News Release

Researchers develop 3-D printing method for creating patient-specific medical devices

Peer-Reviewed Publication

Northeastern University

Novel 3-D Printing Method for Medical Devices

image: Northeastern assistant professor Randall Erb, left, and Joshua Martin, Ph.D. '17, have developed an innovative 3-D printing technology that could revolutionize important biomedical equipment, enhancing treatment for everyone from premature babies to patients needing implants. view more 

Credit: Photo by Adam Glanzman/Northeastern University

A team of researchers at Northeastern University has developed an innovative 3-D printing technology that uses magnetic fields to shape composite materials--mixes of plastics and ceramics--into patient-specific products. The biomedical devices they are developing will be both stronger and lighter than current models and, with their customized design, ensure an appropriate fit. Their paper on the new technology appears in the Oct. 23 issue of Nature Communications.

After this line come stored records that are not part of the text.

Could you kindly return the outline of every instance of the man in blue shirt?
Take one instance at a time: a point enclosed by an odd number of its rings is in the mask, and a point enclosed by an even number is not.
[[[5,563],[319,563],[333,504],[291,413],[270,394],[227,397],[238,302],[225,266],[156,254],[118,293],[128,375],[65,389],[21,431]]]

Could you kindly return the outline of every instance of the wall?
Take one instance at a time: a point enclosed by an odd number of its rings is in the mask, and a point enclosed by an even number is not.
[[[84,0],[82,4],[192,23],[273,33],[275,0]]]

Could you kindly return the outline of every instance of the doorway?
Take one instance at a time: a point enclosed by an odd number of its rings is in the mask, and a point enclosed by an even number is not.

One specific application of this new technology is developing patient-specific catheters, especially for premature newborns. Today's catheters only come in standard sizes and shapes, which means they cannot accommodate the needs of all premature babies. "With neonatal care, each baby is a different size, each baby has a different set of problems," says Randall Erb, assistant professor in the Department of Mechanical and Industrial Engineering and lead researcher on the project. "If you can print a catheter whose geometry is specific to the individual patient, you can insert it up to a certain critical spot, you can avoid puncturing veins, and you can expedite delivery of the contents."

Others have used composite materials in 3-D printing, says Joshua Martin, the doctoral candidate who helped design and run many of the experiments for the paper. What sets their technology apart, say Erb and Martin, is that it enables them to control how the ceramic fibers are arranged--and hence control the mechanical properties of the material itself.

That control is critical if you're crafting devices with complex architectures, such as customized miniature biomedical devices. Within a single patient-specific device, the corners, the curves, and the holes must all be reinforced by ceramic fibers arranged in just the right configuration to make the device durable. This is the strategy taken by many natural composites from bones to trees.

Consider the structure of human bone. Fibers of calcium phosphate, the mineral component of bone, are naturally oriented just so around the holes for blood vessels in order to ensure the bone's strength and stability, enabling, say, your femur to withstand a daily jog.

"We are following nature's lead," explains Martin, "by taking really simple building blocks but organizing them in a fashion that results in really impressive mechanical properties." Using magnets, Erb and Martin's 3-D printing method aligns each minuscule fiber in the direction that conforms precisely to the geometry of the item being printed.

"These are the sorts of architectures that we are now producing synthetically," says Erb, who has received a $225,000 Small Business Technology Transfer grant from the National Institutes of Health to develop the neonatal catheters with a local company. "Another of our goals is to use calcium phosphate fibers and biocompatible plastics to design surgical implants."

The magnets are the defining ingredient in their 3-D printing technology. Erb initially described their role in the composite-making process in a 2012 paper in the journal Science.

First the researchers "magnetize" the ceramic fibers by dusting them very lightly with iron oxide, which, Martin notes, has already been FDA approved for drug-delivery applications. They then apply ultralow magnetic fields to individual sections of the composite material--the ceramic fibers immersed in liquid plastic--to align the fibers according to the exacting specifications dictated by the product they are printing.

"Magnetic fields are very easy to apply," says Erb. "They're safe, and they penetrate not only our bodies--think of CT scans--but many other materials."

Finally, in a process called "stereolithography," they build the product, layer by layer, using a computer-controlled laser beam that hardens the plastic. Each six-by-six inch layer takes a mere minute to complete.

"I believe our research is opening a new frontier in materials-science research," says Martin. "For a long time, researchers have been trying to design better materials, but there's always been a gap between theory and experiment. With this technology, we're finally scratching the surface where we can theoretically determine that a particular fiber architecture leads to improved mechanical properties and we can also produce those complicated architectures."